Over 50 years ago M. King Hubbert published his theory which has become known as the Hubbert Curve. Simply put, when you reach peak production of a finite resource, then half of the original reserves have been produced and the remaining half will be produced in a decline pattern that is a mirror image of the pre-peak production. He used coal, which was known to have peaked, as an example: and the Hubbert Curve fit almost perfectly, in a shape quite similar to a bell-shaped curve.
Then he applied the curve to oil. He first predicted that U.S. oil production would peak in 1968. But, the North Slope was discovered that year. When Hubbert made a presentation in Boston that I attended in the mid-1970’s, his Curve hadn’t worked as planned. So he redefined the Curve to exclude Alaska!
Meanwhile, over my 47 year career as an oil-analyst/investment-adviser, it seems world oil production is always about to peak according to the Hubbert Curve. But in the mid-1970s along came the Norwegian North Sea, then the British North Sea, then a dramatic increase in Russian production, and then higher prices that made water-injection- steam injection and CO2 injection economic. Now we have fracturing. There is also the Venezuela wild card; they have the largest single share of world reserves (20%).
The problem is that oil is a unique resource because there is a big difference between “oil in place” and “recoverable reserves.” The latter is a function of price, which varies tremendously. The 10-year average crude oil price has been about $80 per barrel, about $60 over the past 20 years, and $35 over the past 40 years. It was well under $10 when I got into the business. When Obama took office, the price of crude was only $35/bbl and since then it’s been over $110 and now $65. During the same period, U.S. production is up over 50%! Hubbert never would have believed it.
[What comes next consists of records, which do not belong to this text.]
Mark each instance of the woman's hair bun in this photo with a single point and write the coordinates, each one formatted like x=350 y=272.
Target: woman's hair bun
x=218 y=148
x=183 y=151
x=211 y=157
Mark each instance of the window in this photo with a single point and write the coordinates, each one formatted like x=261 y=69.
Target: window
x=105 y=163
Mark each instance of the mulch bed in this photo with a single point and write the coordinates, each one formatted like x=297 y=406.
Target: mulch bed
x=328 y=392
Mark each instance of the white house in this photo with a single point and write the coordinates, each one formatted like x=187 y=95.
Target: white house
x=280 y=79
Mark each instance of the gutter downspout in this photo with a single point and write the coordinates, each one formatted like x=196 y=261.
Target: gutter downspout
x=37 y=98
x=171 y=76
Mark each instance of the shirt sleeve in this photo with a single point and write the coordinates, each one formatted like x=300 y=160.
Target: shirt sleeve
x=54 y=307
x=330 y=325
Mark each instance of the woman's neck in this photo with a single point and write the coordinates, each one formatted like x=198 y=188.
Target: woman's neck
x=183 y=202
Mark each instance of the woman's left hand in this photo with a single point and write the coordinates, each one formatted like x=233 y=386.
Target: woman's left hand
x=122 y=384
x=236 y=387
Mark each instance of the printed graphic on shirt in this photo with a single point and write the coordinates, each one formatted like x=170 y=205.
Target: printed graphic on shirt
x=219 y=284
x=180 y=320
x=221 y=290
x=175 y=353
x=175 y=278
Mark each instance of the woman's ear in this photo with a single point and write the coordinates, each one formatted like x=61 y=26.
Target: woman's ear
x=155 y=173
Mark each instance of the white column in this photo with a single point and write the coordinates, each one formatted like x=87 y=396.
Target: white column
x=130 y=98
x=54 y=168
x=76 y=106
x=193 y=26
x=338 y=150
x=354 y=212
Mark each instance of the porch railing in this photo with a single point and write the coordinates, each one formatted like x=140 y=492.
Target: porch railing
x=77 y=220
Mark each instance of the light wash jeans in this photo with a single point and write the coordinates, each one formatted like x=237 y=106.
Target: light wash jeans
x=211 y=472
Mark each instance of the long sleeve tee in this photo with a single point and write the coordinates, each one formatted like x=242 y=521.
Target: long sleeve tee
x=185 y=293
The most significant year in oil price history was 1971 when the Texas Railroad Commission allowed producers to go to a 100% MER (maximum efficient rate) of possible production for the first time since it was given control of Texas production in 1919. At that very moment, the U.S. handed over control of world oil prices to OPEC. First, Saudi Arabia nationalized its oil industry in stages and raised their price from $3 a barrel to over $5, then to $11. Then, OPEC responded to our support of Israel in the Yom Kippur War by curtailing oil shipments to the U.S. on October 22, 1973. The rest is history.
Today there are three players that call the shots, because they produce far more oil than any other countries: The U.S. where production is increasing, Saudi Arabia where production is flat and Russia where production is declining. What today’s price volatility is all about is the Arabs trying to kick us out of the #1 spot by making high-cost production uneconomic. The Russians are playing along, too.
The Saudis can produce oil for $2/bbl. But, every OPEC country needs higher prices ($90-$110) to balance their country’s budget. So, they are playing a “game of chicken” that can’t go on forever. Unfortunately, supply and demand for oil are both very inelastic. The quantity/price elasticity is only about .10, meaning that demand goes down by only 1% with a 10% increase in price and supply goes up by only 1%, and vice versa. Yet, inventories (a leading short-term indicator of price) are now volatile from week to week. Is world production peaking? It looks like it, but it looked like it many times before. So, where will prices go while the game is going on….who knows?